An overwhelming majority of Australia and New Zealand's employers (84 per cent) admit they made too many redundancies during the downturn and now lack the right teams to grow their organisations.
The findings of the Hudson 20:20 Series Report released today (25 August) revealed that 80 per cent of employers have an active focus on growth but their attempts to rebuild and improve the strength of their workforce are falling flat.
According to the report, which was based on interviews with 605 employers and 1,690 employees throughout Australia and New Zealand, employers say the market is now more competitive, skills shortages are returning and increasing market liquidity is putting power back into the hands of employees.
"Employers cannot afford to make hiring mistakes as they endeavour to rebuild their teams and position their organisations for growth," said practice director of Hudson Accounting and Finance, Dean Davidson.
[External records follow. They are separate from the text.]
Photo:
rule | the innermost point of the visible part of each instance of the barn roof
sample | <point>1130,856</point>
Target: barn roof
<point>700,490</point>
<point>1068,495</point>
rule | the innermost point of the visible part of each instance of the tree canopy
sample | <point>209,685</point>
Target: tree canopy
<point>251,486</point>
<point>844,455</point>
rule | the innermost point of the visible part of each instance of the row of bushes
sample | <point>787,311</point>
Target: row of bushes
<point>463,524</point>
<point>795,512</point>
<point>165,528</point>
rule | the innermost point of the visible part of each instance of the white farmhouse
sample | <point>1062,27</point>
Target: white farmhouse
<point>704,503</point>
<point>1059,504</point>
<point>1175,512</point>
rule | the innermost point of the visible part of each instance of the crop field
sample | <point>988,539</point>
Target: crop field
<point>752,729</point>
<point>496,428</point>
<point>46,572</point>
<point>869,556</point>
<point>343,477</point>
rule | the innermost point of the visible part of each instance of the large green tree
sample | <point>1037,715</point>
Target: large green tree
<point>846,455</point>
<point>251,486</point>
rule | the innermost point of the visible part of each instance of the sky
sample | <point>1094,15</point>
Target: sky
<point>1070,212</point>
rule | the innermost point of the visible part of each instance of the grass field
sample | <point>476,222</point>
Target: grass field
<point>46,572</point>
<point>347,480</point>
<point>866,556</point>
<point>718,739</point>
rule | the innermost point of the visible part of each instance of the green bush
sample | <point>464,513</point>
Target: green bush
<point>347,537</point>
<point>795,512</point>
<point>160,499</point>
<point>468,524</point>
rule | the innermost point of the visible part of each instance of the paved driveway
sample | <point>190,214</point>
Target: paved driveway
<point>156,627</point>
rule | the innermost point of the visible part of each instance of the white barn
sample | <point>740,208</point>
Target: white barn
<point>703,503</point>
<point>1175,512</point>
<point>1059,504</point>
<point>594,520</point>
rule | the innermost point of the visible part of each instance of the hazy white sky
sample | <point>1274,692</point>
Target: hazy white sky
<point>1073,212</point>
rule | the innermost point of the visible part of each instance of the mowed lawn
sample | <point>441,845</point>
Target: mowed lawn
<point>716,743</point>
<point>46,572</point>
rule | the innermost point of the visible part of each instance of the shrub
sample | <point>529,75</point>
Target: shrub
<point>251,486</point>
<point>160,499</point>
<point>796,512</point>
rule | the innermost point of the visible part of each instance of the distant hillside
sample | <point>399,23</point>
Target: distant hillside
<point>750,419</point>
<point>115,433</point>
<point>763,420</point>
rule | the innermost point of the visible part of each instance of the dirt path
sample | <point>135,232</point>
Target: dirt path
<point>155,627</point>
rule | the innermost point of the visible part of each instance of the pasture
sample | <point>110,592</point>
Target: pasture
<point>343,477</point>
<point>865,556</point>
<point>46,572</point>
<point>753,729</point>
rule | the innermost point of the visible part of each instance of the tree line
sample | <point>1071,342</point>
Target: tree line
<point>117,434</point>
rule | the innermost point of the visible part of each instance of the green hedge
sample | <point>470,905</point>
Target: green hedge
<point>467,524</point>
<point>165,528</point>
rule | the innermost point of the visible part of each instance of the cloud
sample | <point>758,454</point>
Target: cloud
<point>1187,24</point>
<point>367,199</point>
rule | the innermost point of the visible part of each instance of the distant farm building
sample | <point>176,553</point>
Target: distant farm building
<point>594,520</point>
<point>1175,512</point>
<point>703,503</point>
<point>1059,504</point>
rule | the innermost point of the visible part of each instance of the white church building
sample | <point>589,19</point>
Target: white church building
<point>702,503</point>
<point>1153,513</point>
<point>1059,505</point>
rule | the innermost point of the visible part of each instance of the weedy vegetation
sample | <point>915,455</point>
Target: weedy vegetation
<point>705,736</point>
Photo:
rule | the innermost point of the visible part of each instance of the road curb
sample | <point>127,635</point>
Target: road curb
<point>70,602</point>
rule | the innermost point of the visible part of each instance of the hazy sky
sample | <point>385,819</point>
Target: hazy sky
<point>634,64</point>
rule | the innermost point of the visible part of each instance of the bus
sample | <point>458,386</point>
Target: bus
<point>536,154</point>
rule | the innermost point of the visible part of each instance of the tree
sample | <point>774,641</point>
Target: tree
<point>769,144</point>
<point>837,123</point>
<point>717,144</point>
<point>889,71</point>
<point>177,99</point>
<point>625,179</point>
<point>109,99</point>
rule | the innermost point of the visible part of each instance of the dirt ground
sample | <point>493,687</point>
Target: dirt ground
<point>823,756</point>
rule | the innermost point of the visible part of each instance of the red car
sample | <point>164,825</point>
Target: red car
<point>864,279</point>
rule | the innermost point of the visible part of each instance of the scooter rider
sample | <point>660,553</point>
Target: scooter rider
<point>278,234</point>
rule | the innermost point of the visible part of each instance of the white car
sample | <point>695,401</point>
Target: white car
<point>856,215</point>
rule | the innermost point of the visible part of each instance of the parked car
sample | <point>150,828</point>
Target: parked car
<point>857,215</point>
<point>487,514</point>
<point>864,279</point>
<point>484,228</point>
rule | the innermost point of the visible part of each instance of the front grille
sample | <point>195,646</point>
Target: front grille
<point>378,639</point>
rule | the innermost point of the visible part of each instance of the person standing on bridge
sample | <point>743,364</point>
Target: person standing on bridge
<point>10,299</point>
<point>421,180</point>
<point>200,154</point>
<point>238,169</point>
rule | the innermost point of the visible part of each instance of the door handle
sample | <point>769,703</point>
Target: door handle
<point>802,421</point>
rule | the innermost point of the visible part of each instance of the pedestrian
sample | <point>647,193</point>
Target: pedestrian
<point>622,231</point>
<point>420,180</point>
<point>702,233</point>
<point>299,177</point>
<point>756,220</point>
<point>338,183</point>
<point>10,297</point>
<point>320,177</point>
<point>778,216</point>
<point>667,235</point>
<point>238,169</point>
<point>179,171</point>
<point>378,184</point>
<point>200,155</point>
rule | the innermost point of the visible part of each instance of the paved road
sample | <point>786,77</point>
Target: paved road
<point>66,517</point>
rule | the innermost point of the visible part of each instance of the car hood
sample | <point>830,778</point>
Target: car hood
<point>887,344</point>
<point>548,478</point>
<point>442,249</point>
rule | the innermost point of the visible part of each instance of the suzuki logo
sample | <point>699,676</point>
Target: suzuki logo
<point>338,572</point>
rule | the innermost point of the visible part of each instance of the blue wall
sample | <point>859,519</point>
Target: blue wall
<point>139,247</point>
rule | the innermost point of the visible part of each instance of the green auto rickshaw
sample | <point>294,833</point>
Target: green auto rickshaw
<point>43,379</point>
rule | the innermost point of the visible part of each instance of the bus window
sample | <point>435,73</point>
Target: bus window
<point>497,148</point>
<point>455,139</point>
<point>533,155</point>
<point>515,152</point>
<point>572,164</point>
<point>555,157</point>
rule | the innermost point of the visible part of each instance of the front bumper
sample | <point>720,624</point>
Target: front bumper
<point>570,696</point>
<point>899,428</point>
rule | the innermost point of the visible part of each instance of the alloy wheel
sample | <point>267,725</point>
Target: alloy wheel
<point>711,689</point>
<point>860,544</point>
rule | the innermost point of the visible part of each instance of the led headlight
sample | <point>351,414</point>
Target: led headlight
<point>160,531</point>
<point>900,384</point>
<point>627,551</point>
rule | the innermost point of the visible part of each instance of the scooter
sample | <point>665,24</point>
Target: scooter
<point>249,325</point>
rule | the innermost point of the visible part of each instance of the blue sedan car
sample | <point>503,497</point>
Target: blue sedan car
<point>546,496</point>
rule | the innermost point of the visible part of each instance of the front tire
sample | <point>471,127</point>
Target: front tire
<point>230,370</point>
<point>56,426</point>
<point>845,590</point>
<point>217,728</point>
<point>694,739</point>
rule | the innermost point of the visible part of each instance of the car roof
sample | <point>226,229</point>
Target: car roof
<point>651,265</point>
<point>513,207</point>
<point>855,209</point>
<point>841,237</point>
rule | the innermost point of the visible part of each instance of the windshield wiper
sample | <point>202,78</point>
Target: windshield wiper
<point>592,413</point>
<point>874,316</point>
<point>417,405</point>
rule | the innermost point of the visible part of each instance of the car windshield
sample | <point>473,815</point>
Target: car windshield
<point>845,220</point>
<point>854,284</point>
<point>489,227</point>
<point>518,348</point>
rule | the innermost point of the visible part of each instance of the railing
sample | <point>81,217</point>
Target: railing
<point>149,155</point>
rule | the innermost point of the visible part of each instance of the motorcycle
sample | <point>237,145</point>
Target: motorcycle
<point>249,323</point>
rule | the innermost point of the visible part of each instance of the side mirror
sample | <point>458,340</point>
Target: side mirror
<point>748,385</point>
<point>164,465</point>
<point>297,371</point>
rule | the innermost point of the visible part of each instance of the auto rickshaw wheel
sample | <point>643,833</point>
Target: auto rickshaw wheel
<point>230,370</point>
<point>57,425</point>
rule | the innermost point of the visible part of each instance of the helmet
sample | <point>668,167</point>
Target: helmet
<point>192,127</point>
Davidson noted that a bad hire will damage a team and have a negative effect on existing high performers and warned of the real risk that a bad appointment could see existing high performers move on.
"During the downturn many organisations 'cut the fat' but these results suggest that many also 'cut into the muscle'," he said.
"Employers desperately need to bolster not only the size, but also the strength of their teams to bring their businesses back to a place where they can compete effectively in their markets and establish a solid foundation for sustainable, long-term growth."